How can something so simple be so hard?
The simple truth is that a brand is a simple truth. Let me share something I learned from 36 years of brand development that may help illustrate that statement.
Many people – including “branding” professionals – talk about logos as brands. No, sorry, logos are not brands. Logos visually help identify brand ownership – just like a name does verbally.
Ironically, a simple brand truth is much more than a logo, a market position, a product, a cause, a leader or a culture combined. No doubt all of those elements are important to a successful, competitive brand. That’s why some companies find it difficult to recognize or define that one simple truth that can guide growth, recruitment, product development, values or customers.
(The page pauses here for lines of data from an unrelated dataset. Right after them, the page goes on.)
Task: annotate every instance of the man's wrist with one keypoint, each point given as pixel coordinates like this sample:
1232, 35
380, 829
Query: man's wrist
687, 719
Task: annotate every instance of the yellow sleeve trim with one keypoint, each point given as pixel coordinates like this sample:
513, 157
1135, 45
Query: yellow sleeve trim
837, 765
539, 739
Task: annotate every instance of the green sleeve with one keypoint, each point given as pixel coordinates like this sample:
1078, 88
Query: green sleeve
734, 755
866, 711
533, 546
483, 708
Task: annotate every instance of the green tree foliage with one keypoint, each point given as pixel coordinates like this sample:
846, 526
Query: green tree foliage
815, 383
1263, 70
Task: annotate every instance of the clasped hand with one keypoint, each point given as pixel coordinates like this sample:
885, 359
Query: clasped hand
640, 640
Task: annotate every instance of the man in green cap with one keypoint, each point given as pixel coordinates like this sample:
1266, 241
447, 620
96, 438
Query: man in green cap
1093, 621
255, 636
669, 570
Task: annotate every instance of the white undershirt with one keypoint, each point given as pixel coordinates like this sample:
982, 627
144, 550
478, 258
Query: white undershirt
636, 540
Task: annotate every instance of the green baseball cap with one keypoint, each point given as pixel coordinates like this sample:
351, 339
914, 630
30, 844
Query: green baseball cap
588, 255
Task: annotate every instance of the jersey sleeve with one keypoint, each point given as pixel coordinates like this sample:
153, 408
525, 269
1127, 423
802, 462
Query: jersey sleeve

Disney defined a brand truth that guides every move made by the enterprise. Yet, that truth doesn’t restrain the company from appropriate, commercially successful opportunities. The simple truth established for Disney is: Keep alive the magic of childhood. Now, that’s elegant. And, above all, it’s the honest truth. (I wish I had created it.) That simple truth applies to all the complexity of Disney’s business. It works for resorts or cartoons. It even works for music and cruise lines. But, if the enterprise wants to make an R rated movie, the enterprise does so using the Touchstone brand. The Disney brand is protected and remains a reliable truth.
Many companies are actually too close to their simple truth to clearly define it or even agree on it. It’s hard for them to gain internal consensus over something so important. There’s no shame in that. It isn’t easy. That’s where a brand strategist can help. A creative brand strategist will convert the complex facts into a useful, unique truth -- making the hard thing, well, simple.